Best Steam Deck SD card 2023
Popping the best Steam Deck SD card into Valve’s handheld gaming PC opens up a world of possibilities, regardless of which model you’ve gone for. After all, even the 512GB version will only just fit Call of Duty: Warzone, Red Dead Redemption 2, and Assassin’s Creed: Valhalla before it struggles with storage.
Fortunately, there’s no need to swap out the best SSD for a bigger one, as it’s pretty easy to expand storage with a trusty SD card. Simply pop open the microSD card slot on the bottom and stick up to 1TB from Samsung, SanDisk, or Lexar.
You might even get away with one you’ve previously used with your smartphone if you don’t mind formatting it, but you’ll need to make sure it has good read speeds and enough storage first – fast write speeds are a bonus.
Generally speaking, microSD cards are a little slower than the eMMC storage found in the base Steam Deck, so you’ll want to keep all your favourite games on the device itself. That said, microSD cards let you take more games, movies, TV shows, and software on the go.
Here are the best Steam Deck SD cards:
1. SanDisk Extreme microSDXC
Naturally, the best SD card for Steam Deck should be as big as possible without sacrificing its read speeds – no disrespect to loading screen tips, but we’d rather be playing the game. The SanDisk Extreme microSDXC 1TB model can’t hit its 160MB/s read speed ceiling because of the Steam Deck’s own limitations, but it still performs better than its competition with heights of 100MB/s. This is the sweet spot with the Steam Deck’s own limitations in mind.
Western Digital claims that the SanDisk Extreme microSDXC card is waterproof, shock proof, and even x-ray proof. We don’t recommend putting any of those claims to the test, but it also comes with a lifetime warranty if you do, which is more than most alternatives. If 1TB is a bit too rich for your taste, it also comes in 512GB, 400GB, 256GB, 128GB, 64GB, and 32GB flavours, although you might struggle with anything in double digit territory.
2. Samsung EVO Plus or EVO Select
Different names, different colours, but the same specs under the hood: the Samsung EVO Plus and EVO Select are virtually identical. Amazon has exclusive rights to the Select in some countries, but with the same speeds, classifications, and warranties, it’s worth shopping around for the cheapest one available. Better yet, they’re sometimes available in multi-packs.
3. Lexar Play
You’ll save the most money by dropping to a 512GB, 256GB, or even a 128GB model, but the Lexar Play is often the cheapest 1TB on the market thanks to sales.

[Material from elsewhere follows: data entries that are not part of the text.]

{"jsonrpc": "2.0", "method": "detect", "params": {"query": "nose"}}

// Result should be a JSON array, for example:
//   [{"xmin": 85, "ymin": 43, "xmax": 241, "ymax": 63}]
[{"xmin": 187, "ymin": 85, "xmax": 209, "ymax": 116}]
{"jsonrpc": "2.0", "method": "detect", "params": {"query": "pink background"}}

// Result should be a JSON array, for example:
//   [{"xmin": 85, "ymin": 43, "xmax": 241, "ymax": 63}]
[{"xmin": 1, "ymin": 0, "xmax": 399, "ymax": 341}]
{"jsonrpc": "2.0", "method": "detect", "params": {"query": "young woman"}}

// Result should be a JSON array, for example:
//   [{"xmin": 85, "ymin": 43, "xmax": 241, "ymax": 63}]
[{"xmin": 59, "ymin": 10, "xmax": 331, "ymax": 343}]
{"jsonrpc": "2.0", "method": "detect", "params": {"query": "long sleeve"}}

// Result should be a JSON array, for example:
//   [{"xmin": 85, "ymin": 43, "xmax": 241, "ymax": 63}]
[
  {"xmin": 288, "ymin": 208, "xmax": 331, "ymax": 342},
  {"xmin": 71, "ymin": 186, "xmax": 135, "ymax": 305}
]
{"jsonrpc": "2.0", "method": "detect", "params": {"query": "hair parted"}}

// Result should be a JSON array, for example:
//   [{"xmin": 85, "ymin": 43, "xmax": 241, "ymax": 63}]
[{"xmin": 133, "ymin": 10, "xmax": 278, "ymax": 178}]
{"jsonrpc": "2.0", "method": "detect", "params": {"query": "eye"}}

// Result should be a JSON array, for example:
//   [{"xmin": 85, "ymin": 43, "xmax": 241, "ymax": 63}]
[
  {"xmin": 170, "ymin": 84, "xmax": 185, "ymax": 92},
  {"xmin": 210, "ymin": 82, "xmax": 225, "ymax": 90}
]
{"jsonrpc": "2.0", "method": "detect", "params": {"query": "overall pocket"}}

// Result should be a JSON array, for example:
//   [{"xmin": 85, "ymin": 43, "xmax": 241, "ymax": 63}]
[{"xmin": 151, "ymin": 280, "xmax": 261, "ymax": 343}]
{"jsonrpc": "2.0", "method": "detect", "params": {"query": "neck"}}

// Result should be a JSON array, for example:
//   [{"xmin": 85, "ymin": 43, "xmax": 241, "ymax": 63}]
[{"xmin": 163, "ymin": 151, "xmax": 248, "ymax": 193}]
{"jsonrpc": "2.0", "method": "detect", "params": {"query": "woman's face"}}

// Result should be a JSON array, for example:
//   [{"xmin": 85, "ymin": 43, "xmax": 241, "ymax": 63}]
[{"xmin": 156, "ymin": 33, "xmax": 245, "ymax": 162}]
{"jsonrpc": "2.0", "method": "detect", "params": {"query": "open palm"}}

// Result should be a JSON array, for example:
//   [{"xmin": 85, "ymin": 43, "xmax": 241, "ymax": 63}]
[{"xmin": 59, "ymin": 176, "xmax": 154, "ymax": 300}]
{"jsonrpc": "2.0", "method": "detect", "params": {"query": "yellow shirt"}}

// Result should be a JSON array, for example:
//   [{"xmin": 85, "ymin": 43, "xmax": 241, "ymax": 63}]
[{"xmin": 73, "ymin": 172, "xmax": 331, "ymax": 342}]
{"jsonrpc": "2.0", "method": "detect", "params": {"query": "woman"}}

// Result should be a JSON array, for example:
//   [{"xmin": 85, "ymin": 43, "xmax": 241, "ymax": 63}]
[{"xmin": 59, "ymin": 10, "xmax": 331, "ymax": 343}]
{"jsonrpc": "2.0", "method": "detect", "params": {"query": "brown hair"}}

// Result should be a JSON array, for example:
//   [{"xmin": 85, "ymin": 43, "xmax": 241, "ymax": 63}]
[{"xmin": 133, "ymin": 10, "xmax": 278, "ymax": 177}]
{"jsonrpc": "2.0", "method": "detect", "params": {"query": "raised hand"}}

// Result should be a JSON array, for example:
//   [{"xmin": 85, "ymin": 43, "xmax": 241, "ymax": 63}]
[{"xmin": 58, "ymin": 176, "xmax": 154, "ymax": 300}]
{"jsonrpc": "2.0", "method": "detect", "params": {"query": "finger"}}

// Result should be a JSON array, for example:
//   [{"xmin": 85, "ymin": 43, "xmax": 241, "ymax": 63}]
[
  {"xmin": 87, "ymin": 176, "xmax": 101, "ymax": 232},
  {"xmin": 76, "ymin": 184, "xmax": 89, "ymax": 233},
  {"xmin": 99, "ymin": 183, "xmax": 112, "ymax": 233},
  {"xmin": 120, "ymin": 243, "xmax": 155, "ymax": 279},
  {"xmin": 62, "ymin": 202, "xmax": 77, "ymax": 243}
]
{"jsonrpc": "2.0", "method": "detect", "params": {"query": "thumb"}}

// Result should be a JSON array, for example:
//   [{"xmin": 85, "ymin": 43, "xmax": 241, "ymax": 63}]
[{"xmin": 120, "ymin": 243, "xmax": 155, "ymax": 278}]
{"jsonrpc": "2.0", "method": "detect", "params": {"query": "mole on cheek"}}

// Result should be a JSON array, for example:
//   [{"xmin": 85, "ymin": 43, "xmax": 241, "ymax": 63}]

It’s designed with smartphones and the Nintendo Switch in mind, but it’s up to the job of running your Steam library without issue.
SD card classifications
When you look at an SD card, you might see what looks like a bunch of gibberish. Much like gaming monitors and their unruly string of letters and numbers, each of these has a meaning and the Steam Deck has limitations.
For example, the Steam Deck adopts UHS-I, which tops out at around 100MB/s read speeds and 90MB/s write speeds. You’ll be able to use the faster UHS-II standard because it’s backwards compatible, but you won’t get the higher-rated read and write speeds. Since you’ll need to format the microSD card to the Steam Deck’s operating system, it’s not worth spending the extra on one branded UHS-II unless you’re plugged into the Linux ecosystem with other devices, too.
Why not try the best external SSD for gaming instead?
The higher the V-rating, the better. V30, V60, and V90 show what the minimum sustained write speed is, being 30MB/s, 60MB/s, and 90MB/s respectively. Write speed isn’t as important as read speed, given you’ll want to download your games in advance, but no one likes waiting around.
The number that looks like it sits within a circle (it’s actually the letter C) is the speed class. Class 10 is the fastest and the default recommendation for HD video recording, but this is less important for the Steam Deck.
The ‘A’ number is the application performance class, and A2 is naturally better than A1. Both are designed for smartphone operating systems, like Android, meaning the standard is less relevant to the gaming performance of the Steam Deck but could help when you’re hopping from one piece of software to another.